As PRC citizens increasingly rely on the Internet for news and perspectives banned from the official media, the government has escalated its efforts to control online content. Known to the world as the “Great Firewall,” a sophisticated infrastructure blocks access to “harmful” or “subversive” websites and monitors users’ online activities, allowing the government to enforce self-censorship of China-based websites and arrest Internet users for publishing online.
In 1996, the government established the Surveillance Center for National Information Security to monitor the flow of information, which has now been expanded to the provincial, city, and county levels. Indeed, the PRC government has made information security the main priority of Internet development and has devoted enormous financial resources to this end, creating a competitive market for sophisticated surveillance technology among hundreds of domestic and international companies.
Since 1995, more than 60 laws have been enacted to govern Internet activities in China. The latest regulations enacted in August 2002 require Internet publishers to censor their own sites or risk being shut down. More than 30,000 state security employees are currently conducting surveillance of web pages, chat rooms, and private email messages. Thousands of Internet cafes—almost half of all online establishments—were closed in 2002. Those remaining have been forced to install software that filters out more than 500,000 banned sites with offensive or “subversive” content.
The technological capacity to monitor what citizens read and write online has led to dozens of arrests. In the last two years, human rights organizations have documented more than 50 people who were held on subversion charges for publishing or distributing information online. For example, in August 2002 police in Lianyuan, Hunan Province, arrested writer Chen Shaowen for “using the Internet to subvert state power.” An official media report of his arrest accused Chen of “repeatedly browsing reactionary websites” and contributing articles to overseas web sites.

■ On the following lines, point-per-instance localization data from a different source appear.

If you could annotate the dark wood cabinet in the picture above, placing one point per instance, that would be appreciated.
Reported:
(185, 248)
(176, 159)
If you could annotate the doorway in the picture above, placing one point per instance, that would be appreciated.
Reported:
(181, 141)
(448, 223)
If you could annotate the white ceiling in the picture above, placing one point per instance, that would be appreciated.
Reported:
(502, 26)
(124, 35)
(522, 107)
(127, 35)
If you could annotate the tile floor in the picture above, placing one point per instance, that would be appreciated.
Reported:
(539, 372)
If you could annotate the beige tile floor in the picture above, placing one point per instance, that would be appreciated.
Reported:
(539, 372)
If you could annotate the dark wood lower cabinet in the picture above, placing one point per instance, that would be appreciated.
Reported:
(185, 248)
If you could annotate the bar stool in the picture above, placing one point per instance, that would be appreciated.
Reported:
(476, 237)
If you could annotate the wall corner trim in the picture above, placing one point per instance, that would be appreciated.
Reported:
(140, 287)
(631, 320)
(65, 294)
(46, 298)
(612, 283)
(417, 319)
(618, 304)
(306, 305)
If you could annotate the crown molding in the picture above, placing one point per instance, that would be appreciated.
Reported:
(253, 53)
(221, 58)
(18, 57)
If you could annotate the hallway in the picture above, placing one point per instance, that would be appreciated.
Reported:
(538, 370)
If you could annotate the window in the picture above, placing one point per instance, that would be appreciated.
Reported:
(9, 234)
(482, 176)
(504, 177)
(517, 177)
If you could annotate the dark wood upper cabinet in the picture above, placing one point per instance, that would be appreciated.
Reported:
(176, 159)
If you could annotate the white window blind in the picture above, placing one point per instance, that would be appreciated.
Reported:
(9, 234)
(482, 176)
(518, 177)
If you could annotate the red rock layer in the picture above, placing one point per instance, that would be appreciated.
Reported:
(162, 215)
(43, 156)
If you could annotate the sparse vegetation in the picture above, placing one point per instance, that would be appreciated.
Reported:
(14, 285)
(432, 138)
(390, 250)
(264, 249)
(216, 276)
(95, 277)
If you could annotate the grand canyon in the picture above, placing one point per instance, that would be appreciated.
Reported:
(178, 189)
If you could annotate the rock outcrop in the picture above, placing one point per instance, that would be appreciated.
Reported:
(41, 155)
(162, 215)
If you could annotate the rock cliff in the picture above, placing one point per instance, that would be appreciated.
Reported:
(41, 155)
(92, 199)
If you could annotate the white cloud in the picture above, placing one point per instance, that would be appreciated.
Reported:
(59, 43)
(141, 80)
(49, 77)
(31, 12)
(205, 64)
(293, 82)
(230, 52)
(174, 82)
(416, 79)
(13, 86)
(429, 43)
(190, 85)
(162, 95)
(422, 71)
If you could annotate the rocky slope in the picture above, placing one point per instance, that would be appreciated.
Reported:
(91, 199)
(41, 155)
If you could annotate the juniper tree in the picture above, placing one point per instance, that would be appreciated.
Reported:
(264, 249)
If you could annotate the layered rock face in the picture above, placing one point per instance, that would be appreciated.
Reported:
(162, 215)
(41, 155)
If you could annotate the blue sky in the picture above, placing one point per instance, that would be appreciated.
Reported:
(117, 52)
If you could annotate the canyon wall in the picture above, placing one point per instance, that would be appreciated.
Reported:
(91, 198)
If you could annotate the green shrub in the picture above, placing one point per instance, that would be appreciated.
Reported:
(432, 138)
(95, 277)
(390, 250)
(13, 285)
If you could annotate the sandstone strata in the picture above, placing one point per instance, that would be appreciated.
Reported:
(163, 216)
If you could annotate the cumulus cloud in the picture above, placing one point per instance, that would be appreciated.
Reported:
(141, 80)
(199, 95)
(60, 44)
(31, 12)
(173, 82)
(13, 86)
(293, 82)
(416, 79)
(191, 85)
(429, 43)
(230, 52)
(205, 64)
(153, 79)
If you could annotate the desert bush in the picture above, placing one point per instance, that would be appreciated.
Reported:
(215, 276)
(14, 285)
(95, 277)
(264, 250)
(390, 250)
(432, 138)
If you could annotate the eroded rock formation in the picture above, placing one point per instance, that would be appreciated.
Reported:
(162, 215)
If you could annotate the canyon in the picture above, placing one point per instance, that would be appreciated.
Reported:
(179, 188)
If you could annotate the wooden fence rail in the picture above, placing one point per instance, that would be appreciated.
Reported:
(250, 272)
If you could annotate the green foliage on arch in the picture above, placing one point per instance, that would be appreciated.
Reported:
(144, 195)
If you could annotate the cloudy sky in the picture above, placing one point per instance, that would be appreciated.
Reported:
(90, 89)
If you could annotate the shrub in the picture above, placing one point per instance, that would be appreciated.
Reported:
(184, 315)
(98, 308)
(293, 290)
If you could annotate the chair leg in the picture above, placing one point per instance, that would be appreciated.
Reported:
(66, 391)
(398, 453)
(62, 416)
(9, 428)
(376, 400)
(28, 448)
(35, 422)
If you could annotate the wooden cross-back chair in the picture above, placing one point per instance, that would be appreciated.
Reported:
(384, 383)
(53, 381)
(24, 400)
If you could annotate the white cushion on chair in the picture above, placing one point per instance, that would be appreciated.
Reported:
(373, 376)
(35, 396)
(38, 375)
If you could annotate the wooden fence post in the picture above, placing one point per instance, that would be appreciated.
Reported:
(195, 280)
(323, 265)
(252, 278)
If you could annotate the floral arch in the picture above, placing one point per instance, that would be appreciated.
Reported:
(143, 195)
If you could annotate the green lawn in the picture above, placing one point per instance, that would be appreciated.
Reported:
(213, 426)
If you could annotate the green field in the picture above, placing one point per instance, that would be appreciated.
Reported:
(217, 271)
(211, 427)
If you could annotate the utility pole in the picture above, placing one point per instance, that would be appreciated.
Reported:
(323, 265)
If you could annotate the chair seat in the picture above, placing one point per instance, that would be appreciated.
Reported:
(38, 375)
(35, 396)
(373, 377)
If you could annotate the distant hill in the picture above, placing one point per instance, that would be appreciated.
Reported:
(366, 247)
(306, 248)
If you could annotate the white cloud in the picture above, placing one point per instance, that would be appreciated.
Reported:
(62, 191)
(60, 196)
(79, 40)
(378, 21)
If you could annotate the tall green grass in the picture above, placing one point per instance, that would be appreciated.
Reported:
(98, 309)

Can the Internet Be Controlled?
Even under these restrictive conditions, the development of the Internet has impacted Chinese society in important ways, irrevocably altering the information environment of Chinese citizens. While government efforts to control the Internet have been largely effective, the flexibility and pervasiveness of new media is enabling more and more censored information to penetrate the Great Firewall. Those who can get online are exposed to more diverse and numerous sources of information and have unprecedented opportunities to communicate and express themselves on social, political, and personal issues. Simultaneously, the interaction between information and communication technology and the traditional media creates a dynamic that is challenging almost all boundaries of the traditional censorship system and thereby the official media as well.
Ever since the People’s Republic of China was established in 1949, control of information has been central to the ruling CCP’s governing strategy. As a one-party authoritarian regime, the CCP has made all mass media, from newspapers and magazines to television channels and radio stations, mouthpieces of the party. As Daniel Lynch, author of After the Propaganda State, has noted, the CCP creates and maintains a “symbolic environment” in order to encourage citizens to accept the regime’s political legitimacy.